Health and Safety Roles in the Workplace

Human Resources

Author: Delene Sheasby (

As the company HR Specialist, are you responsible for Health and Safety? Are you fully informed of your organisation’s Occupational Health and Safety legal compliance requirements? You do realise that for noncompliance of the Act, an employer (and maybe you) could incur both civil or criminal liability?

Have you heard about an Occupational Safety Practitioner or a Safety Officer or a Safety Representative? Surely these are more or less the same? The answer is no.

There is a difference and depending on the type of organisation you have (i.e processes, risks, and employees, environment), you may need one of or all of these):

The Occupational Safety Practitioner is a person who applies their expertise gained from a study of safety science, principles, practices and other subjects and from professional safety experience to create or develop procedures, processes, standards, specifications and systems to achieve optimal control or reduction of the hazards and exposures which may harm people, property and/or the workplace environment. The Safety Practitioner will have the necessary qualifications and experience to perform their roles in a competent manner and should be registered as a Professional Practitioner with a professional body.

The Health and Safety Officer is usually a full-time job, commonly (but not necessarily) appointed on a construction site, in which case the Health and Safety Officer must be in possession of a relevant formal qualification. The Health and Safety Officer, in the construction industry, must also be registered with the South African Council for Project and Construction Management Professions (SACPCMP) in order to work as a Health and Safety Officer.

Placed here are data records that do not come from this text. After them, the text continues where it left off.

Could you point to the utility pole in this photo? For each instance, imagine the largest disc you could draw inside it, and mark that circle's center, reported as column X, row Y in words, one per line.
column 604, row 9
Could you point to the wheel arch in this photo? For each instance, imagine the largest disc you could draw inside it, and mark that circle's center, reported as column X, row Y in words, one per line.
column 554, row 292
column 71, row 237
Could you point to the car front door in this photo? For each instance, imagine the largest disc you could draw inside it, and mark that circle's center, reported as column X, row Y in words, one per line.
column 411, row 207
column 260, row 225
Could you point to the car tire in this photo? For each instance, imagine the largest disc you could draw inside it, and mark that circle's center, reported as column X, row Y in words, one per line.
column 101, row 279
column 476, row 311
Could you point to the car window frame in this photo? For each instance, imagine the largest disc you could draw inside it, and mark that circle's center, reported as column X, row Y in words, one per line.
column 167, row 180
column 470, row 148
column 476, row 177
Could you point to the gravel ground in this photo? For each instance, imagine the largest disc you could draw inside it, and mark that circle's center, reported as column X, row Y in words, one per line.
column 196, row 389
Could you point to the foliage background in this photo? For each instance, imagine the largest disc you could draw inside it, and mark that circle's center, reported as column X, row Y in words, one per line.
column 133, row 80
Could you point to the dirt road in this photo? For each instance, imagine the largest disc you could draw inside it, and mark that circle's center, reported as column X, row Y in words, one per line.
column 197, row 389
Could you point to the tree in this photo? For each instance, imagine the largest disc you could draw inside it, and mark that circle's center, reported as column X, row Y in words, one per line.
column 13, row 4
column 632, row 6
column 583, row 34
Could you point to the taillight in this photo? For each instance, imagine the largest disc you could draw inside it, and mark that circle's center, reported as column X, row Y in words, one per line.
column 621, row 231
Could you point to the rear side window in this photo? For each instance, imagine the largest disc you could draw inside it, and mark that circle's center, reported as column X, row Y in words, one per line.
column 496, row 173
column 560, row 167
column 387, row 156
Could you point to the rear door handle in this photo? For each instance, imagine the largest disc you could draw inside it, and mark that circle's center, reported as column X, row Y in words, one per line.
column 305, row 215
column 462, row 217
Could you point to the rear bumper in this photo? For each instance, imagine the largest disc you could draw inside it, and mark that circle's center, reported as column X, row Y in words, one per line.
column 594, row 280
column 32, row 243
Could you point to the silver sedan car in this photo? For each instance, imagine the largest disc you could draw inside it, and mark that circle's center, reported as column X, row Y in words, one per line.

The Health and Safety Officer-s tasks include:

  • Developing, implementing, and improving the health and safety plans, programs and procedures in the workplace
  • Ensuring compliance with relevant health and safety legislation
  • Identifying OHS-related training needs in the workplace
  • Conducting safety inspections and risk assessments
  • Investigating workplace accidents
  • Reporting on OHS-related activities
  • Supervising junior health and safety employees

The Health and Safety Representative is required to be designated in writing in terms of the Occupational Health and Safety Act in workplaces where the employer employs more than 20 employees.

Health and Safety Representatives act as the liaison between senior management and employees, and may be responsible for:

  • Assisting the Health and Safety Officer. (if available)
  • Attending Health and Safety Committee meetings.
  • Identifying hazards and risks in the workplace.
  • Listening to and investigating OHS-related complaints from employees.
  • Assisting with the investigation of accidents that occur in the workplace.
  • Making OHS-related suggestions to senior management and/or the Health and Safety Officer.
  • See Occupational Health and Safety Act Section 18

The role of Safety Representative is not always a full-time job and sometimes takes on the above-mentioned responsibilities in addition to their regular full-time jobs. While Safety Representatives are also required to undergo relevant training to assist them in carrying out their responsibilities, they do not necessarily need to study toward formal OHS qualifications.

Some workplaces do not require a Safety Practitioner or a Safety Officer, However, usually Safety representatives will be in place. If this is the case, senior management must take responsibility for employees’ health and safety and not expect or rely only on the Health and safety representative for compliance.